The Encoding type wraps encoding_rs to provide encapsulation. The slice_needs_transcoding method optimizes the common case: plain ASCII/UTF-8 data without a BOM can be searched directly without transcoding overhead.


Section 5: The Searcher Type and Interior Mutability

/// A searcher executes searches over a haystack and writes results to a caller
/// provided sink.
#[derive(Clone, Debug)]
pub struct Searcher {
    /// The configuration for this searcher.
    config: Config,
    /// A builder for constructing a streaming transcoder.
    /// When no transcoding is needed, passes through bytes unchanged.
    decode_builder: DecodeReaderBytesBuilder,
    /// Buffer for transcoding scratch space.
    decode_buffer: RefCell<Vec<u8>>,
    /// Line buffer for incremental line-oriented searching.
    ///
    /// We wrap it in RefCell to permit lending out borrows of `Searcher`
    /// to sinks. We still require a mutable borrow to execute a search, so
    /// we statically prevent callers from causing RefCell to panic at runtime
    /// due to a borrowing violation.
    line_buffer: RefCell<LineBuffer>,
    /// Buffer for storing entire contents when multi-line searching.
    /// Multi-line searches cannot be performed incrementally.
    multi_line_buffer: RefCell<Vec<u8>>,
}

impl Searcher {
    /// Create a new searcher with a default configuration.
    pub fn new() -> Searcher {
        SearcherBuilder::new().build()
    }

    /// Dynamically update binary detection (useful between searches).
    pub fn set_binary_detection(&mut self, detection: BinaryDetection) {
        self.config.binary = detection.clone();
        // Also update the line buffer's detection setting
        self.line_buffer.borrow_mut().set_binary_detection(detection.0);
    }
}

The RefCell wrappers enable a specific borrowing pattern: the searcher can lend references to its configuration to sink implementations while still mutating its buffers. The &mut self requirement on search methods prevents runtime borrow panics.

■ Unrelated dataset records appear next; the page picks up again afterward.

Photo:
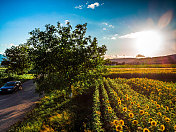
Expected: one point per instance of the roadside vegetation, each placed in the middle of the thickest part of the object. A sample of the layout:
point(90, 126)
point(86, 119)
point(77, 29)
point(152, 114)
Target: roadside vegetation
point(68, 69)
point(110, 105)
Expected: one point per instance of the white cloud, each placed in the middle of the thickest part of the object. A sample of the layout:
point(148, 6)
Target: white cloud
point(113, 38)
point(92, 6)
point(105, 23)
point(108, 25)
point(66, 21)
point(111, 26)
point(132, 35)
point(79, 7)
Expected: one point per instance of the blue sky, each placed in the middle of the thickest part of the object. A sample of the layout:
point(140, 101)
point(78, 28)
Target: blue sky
point(113, 22)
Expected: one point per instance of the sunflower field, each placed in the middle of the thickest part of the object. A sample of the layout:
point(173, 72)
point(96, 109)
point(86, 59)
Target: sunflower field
point(128, 105)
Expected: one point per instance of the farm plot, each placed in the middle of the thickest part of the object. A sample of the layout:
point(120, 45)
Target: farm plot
point(124, 107)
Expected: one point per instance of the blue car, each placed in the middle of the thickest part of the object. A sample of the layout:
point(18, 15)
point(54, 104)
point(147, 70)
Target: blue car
point(11, 86)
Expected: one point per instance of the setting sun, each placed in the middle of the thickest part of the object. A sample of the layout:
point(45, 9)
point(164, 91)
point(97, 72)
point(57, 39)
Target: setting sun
point(148, 42)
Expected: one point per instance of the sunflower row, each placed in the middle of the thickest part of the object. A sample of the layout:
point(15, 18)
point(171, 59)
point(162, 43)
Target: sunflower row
point(111, 121)
point(162, 92)
point(138, 108)
point(96, 123)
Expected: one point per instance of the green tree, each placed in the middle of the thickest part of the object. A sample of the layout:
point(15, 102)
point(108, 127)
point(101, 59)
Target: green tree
point(63, 57)
point(17, 59)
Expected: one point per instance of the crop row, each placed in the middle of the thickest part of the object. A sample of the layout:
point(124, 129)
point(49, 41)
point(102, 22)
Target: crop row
point(122, 108)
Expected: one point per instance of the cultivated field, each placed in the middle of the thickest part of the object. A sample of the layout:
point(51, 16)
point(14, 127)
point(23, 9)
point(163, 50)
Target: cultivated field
point(136, 104)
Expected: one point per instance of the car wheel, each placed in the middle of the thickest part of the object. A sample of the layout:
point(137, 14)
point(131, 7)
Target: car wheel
point(20, 88)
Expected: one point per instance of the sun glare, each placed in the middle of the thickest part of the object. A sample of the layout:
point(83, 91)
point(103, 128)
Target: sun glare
point(148, 42)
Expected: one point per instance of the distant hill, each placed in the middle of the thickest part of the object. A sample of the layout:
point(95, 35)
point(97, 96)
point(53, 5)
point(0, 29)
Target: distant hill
point(169, 59)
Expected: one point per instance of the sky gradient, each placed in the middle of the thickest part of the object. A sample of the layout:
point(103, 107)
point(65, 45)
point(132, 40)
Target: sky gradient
point(111, 21)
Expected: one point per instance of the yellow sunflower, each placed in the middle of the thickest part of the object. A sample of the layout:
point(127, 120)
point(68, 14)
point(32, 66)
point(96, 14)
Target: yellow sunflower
point(141, 112)
point(135, 122)
point(162, 127)
point(119, 128)
point(167, 120)
point(146, 130)
point(121, 122)
point(159, 114)
point(153, 123)
point(158, 106)
point(175, 127)
point(115, 122)
point(109, 108)
point(125, 109)
point(150, 120)
point(131, 115)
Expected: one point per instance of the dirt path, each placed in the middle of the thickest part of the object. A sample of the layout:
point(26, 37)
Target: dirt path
point(14, 106)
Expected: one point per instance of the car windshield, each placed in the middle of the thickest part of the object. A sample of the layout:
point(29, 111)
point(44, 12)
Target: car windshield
point(9, 84)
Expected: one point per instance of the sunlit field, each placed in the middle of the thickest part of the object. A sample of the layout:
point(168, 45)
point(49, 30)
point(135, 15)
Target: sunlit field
point(4, 77)
point(114, 105)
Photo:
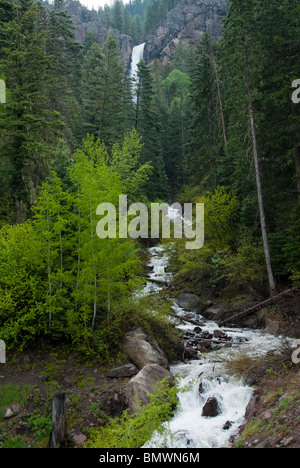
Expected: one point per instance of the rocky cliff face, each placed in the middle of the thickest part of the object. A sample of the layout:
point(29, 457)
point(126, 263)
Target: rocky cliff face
point(88, 22)
point(188, 20)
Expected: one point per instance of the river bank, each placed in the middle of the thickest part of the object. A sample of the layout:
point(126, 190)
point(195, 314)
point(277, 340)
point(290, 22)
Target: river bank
point(256, 397)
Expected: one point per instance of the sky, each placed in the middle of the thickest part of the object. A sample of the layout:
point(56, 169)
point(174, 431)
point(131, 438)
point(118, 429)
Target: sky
point(97, 3)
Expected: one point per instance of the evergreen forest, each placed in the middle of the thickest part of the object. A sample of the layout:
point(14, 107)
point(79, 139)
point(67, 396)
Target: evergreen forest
point(217, 125)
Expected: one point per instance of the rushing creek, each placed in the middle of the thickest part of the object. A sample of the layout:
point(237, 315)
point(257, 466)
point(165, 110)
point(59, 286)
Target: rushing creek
point(188, 428)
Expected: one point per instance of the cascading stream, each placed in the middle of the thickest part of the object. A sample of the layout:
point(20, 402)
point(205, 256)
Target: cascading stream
point(136, 56)
point(188, 428)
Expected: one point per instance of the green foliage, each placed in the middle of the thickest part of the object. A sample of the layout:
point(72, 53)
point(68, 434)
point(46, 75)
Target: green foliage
point(134, 430)
point(12, 394)
point(40, 425)
point(58, 278)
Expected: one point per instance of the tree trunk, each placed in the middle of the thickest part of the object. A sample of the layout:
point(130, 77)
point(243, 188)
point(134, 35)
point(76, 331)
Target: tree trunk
point(57, 438)
point(220, 99)
point(297, 151)
point(260, 197)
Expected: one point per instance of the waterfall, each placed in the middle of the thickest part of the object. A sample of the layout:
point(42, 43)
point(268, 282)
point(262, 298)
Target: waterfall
point(136, 57)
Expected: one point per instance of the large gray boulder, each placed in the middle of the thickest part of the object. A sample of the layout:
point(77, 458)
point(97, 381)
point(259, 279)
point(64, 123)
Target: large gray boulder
point(142, 349)
point(138, 389)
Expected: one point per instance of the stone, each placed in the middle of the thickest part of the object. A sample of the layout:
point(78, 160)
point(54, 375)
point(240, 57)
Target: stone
point(79, 440)
point(188, 301)
point(142, 349)
point(15, 408)
point(219, 334)
point(287, 441)
point(186, 22)
point(128, 370)
point(266, 415)
point(138, 389)
point(213, 313)
point(227, 425)
point(205, 344)
point(272, 327)
point(211, 409)
point(8, 413)
point(190, 353)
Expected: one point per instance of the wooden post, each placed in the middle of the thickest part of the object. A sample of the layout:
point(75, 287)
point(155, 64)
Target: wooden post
point(57, 438)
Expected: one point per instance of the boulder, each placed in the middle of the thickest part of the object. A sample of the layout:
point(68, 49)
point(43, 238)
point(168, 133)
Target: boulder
point(188, 301)
point(79, 440)
point(138, 389)
point(219, 334)
point(142, 349)
point(128, 370)
point(213, 313)
point(211, 409)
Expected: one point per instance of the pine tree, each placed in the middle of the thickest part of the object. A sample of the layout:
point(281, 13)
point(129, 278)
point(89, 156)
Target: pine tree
point(28, 122)
point(105, 103)
point(147, 125)
point(241, 48)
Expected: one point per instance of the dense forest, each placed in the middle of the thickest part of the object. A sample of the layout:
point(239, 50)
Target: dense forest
point(136, 18)
point(217, 125)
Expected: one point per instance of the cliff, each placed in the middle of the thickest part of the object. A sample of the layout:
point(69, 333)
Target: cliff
point(88, 22)
point(186, 22)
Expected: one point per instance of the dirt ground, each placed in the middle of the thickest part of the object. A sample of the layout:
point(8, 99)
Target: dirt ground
point(91, 397)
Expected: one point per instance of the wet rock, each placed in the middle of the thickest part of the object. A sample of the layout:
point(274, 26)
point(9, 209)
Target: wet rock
point(205, 344)
point(287, 441)
point(79, 440)
point(219, 334)
point(128, 370)
point(213, 313)
point(188, 301)
point(138, 389)
point(190, 353)
point(211, 409)
point(227, 425)
point(142, 349)
point(8, 413)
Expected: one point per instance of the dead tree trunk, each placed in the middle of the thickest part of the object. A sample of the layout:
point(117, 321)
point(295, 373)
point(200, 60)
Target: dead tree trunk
point(58, 434)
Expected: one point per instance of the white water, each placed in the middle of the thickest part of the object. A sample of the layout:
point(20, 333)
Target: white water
point(188, 428)
point(136, 57)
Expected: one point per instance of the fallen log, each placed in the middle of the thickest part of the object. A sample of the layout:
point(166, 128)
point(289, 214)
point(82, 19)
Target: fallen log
point(224, 342)
point(259, 306)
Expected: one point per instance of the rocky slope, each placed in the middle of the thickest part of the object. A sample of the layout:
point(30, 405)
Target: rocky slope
point(186, 22)
point(88, 22)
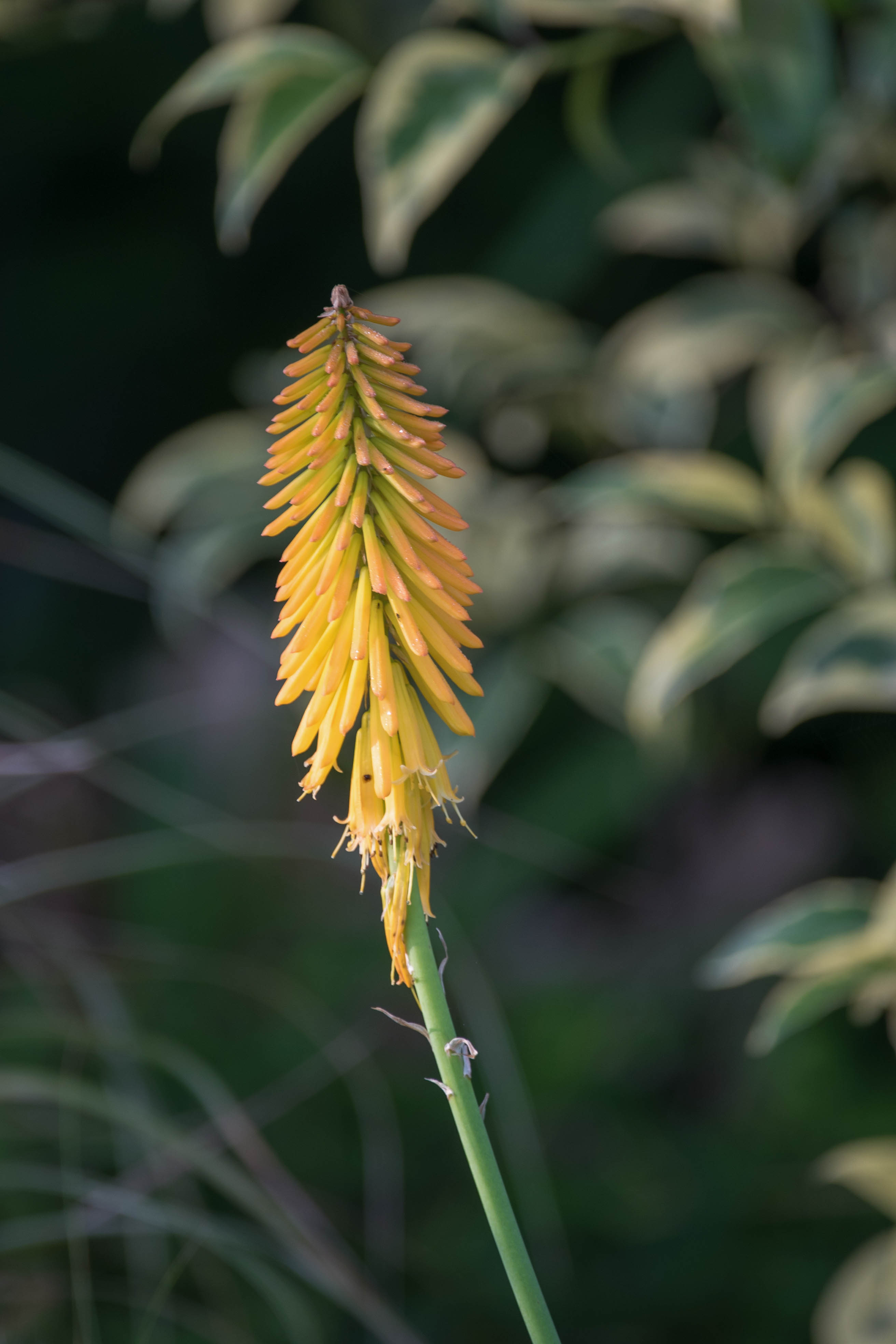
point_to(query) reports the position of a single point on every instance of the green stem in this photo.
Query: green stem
(471, 1125)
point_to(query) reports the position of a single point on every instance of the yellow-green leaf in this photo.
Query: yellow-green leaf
(254, 61)
(738, 599)
(807, 413)
(868, 1168)
(432, 108)
(847, 660)
(265, 131)
(852, 515)
(780, 936)
(859, 1305)
(593, 650)
(703, 488)
(798, 1003)
(657, 369)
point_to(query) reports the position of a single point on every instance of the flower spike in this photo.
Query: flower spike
(374, 597)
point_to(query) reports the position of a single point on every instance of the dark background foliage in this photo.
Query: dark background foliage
(682, 1170)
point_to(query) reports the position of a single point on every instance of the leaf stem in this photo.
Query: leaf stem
(471, 1125)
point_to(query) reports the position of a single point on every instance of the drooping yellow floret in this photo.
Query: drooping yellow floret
(374, 597)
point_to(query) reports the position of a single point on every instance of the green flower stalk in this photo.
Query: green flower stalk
(377, 605)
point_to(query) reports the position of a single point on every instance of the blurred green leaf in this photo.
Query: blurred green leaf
(657, 369)
(798, 1003)
(318, 1262)
(775, 70)
(807, 412)
(738, 599)
(481, 340)
(700, 488)
(591, 651)
(229, 18)
(726, 210)
(265, 131)
(254, 65)
(859, 1305)
(432, 108)
(868, 1168)
(852, 515)
(847, 660)
(186, 464)
(781, 935)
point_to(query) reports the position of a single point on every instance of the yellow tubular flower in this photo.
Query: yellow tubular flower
(374, 597)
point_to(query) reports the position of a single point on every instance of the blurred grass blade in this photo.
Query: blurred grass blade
(706, 490)
(138, 1217)
(845, 660)
(246, 64)
(342, 1054)
(515, 1119)
(433, 105)
(313, 1261)
(780, 936)
(738, 599)
(265, 131)
(69, 506)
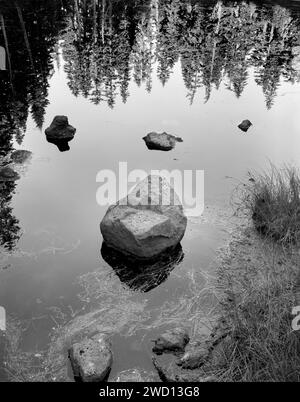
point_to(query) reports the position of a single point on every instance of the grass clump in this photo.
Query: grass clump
(258, 283)
(273, 199)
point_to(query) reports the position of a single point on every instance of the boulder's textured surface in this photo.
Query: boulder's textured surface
(20, 156)
(91, 359)
(161, 141)
(245, 125)
(8, 174)
(60, 129)
(173, 340)
(146, 222)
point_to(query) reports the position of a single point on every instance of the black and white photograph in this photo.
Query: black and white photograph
(149, 194)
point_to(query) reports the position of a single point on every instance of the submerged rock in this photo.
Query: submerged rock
(8, 174)
(60, 129)
(161, 142)
(91, 359)
(62, 145)
(139, 274)
(20, 156)
(173, 340)
(245, 125)
(147, 222)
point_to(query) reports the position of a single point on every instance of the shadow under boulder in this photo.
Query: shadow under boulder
(62, 145)
(140, 274)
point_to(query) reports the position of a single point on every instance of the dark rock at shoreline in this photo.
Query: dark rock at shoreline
(161, 142)
(170, 372)
(173, 340)
(245, 125)
(60, 129)
(149, 221)
(135, 375)
(91, 359)
(8, 174)
(195, 356)
(142, 275)
(20, 156)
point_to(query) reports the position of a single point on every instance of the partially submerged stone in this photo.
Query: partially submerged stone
(20, 156)
(194, 356)
(161, 141)
(147, 222)
(91, 359)
(245, 125)
(173, 340)
(62, 144)
(8, 174)
(142, 275)
(60, 129)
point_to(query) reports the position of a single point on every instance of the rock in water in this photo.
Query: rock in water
(91, 359)
(62, 145)
(8, 174)
(60, 129)
(20, 156)
(147, 222)
(161, 142)
(173, 340)
(142, 275)
(245, 125)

Section 6: Search Strategy Selection

impl Searcher {
    /// Execute a search over the file with the given path.
    pub fn search_path<P, M, S>(
        &mut self,
        matcher: M,
        path: P,
        write_to: S,
    ) -> Result<(), S::Error>
    where
        P: AsRef<Path>,
        M: Matcher,
        S: Sink,
    {
        let path = path.as_ref();
        let file = File::open(path).map_err(S::Error::error_io)?;
        self.search_file_maybe_path(matcher, Some(path), &file, write_to)
    }

    fn search_file_maybe_path<M, S>(
        &mut self,
        matcher: M,
        path: Option<&Path>,
        file: &File,
        write_to: S,
    ) -> Result<(), S::Error>
    where
        M: Matcher,
        S: Sink,
    {
        // Strategy 1: Memory map if enabled and available
        if let Some(mmap) = self.config.mmap.open(file, path) {
            log::trace!("{:?}: searching via memory map", path);
            return self.search_slice(matcher, &mmap, write_to);
        }

        // Strategy 2: Multi-line fast path for files (pre-allocate based on file size)
        if self.multi_line_with_matcher(&matcher) {
            log::trace!("{:?}: reading entire file on to heap for multiline", path);
            self.fill_multi_line_buffer_from_file::<S>(file)?;
            log::trace!("{:?}: searching via multiline strategy", path);
            MultiLine::new(
                self,
                matcher,
                &*self.multi_line_buffer.borrow(),
                write_to,
            )
            .run()
        } else {
            // Strategy 3: Generic incremental reader
            log::trace!("{:?}: searching using generic reader", path);
            self.search_reader(matcher, file, write_to)
        }
    }

    /// Execute a search over any implementation of `std::io::Read`.
    pub fn search_reader<M, R, S>(
        &mut self,
        matcher: M,
        read_from: R,
        write_to: S,
    ) -> Result<(), S::Error>
    where
        M: Matcher,
        R: io::Read,
        S: Sink,
    {
        self.check_config(&matcher).map_err(S::Error::error_config)?;

        // Set up transcoding layer
        let mut decode_buffer = self.decode_buffer.borrow_mut();
        let decoder = self
            .decode_builder
            .build_with_buffer(read_from, &mut *decode_buffer)
            .map_err(S::Error::error_io)?;

        if self.multi_line_with_matcher(&matcher) {
            // Multi-line: read everything into memory
            self.fill_multi_line_buffer_from_reader::<_, S>(decoder)?;
            MultiLine::new(
                self,
                matcher,
                &*self.multi_line_buffer.borrow(),
                write_to,
            )
            .run()
        } else {
            // Incremental: use rolling line buffer
            let mut line_buffer = self.line_buffer.borrow_mut();
            let rdr = LineBufferReader::new(decoder, &mut *line_buffer);
            ReadByLine::new(self, matcher, rdr, write_to).run()
        }
    }
}

The search methods implement a tiered strategy: memory map first (fastest for large files already in memory), then file-specific multi-line (efficient pre-allocation), then generic incremental (works with any Read).


Quick Reference

Search Strategy Decision Tree

search_path / search_file
   mmap available? ──yes──▶ search_slice (memory map)
        no
   multi_line needed? ──yes──▶ fill_multi_line_buffer_from_file
         │                              │
        no                              ▼
         │                     MultiLine search
   search_reader (incremental)
   multi_line needed? ──yes──▶ fill_multi_line_buffer_from_reader
         │                              │
        no                              ▼
         │                     MultiLine search
   ReadByLine (rolling buffer)

Key Type Signatures

Type Purpose
SearcherBuilder Fluent builder for Searcher configuration
Searcher Main search orchestrator with reusable buffers
Config All search parameters in one cloneable struct
BinaryDetection Strategy for handling binary data (none/quit/convert)
Encoding Wrapper around encoding_rs::Encoding
ConfigError Build-time configuration errors

Search Methods

Method Input Type Best For
search_path Path Files (enables mmap)
search_file &File Open file handles
search_reader impl Read Arbitrary streams
search_slice &[u8] In-memory data

Default Configuration

Setting Default Notes
line_number true Small perf cost
bom_sniffing true Detects UTF-16
binary none No detection
mmap never Explicit enable required
multi_line false Requires full file in memory
heap_limit None No limit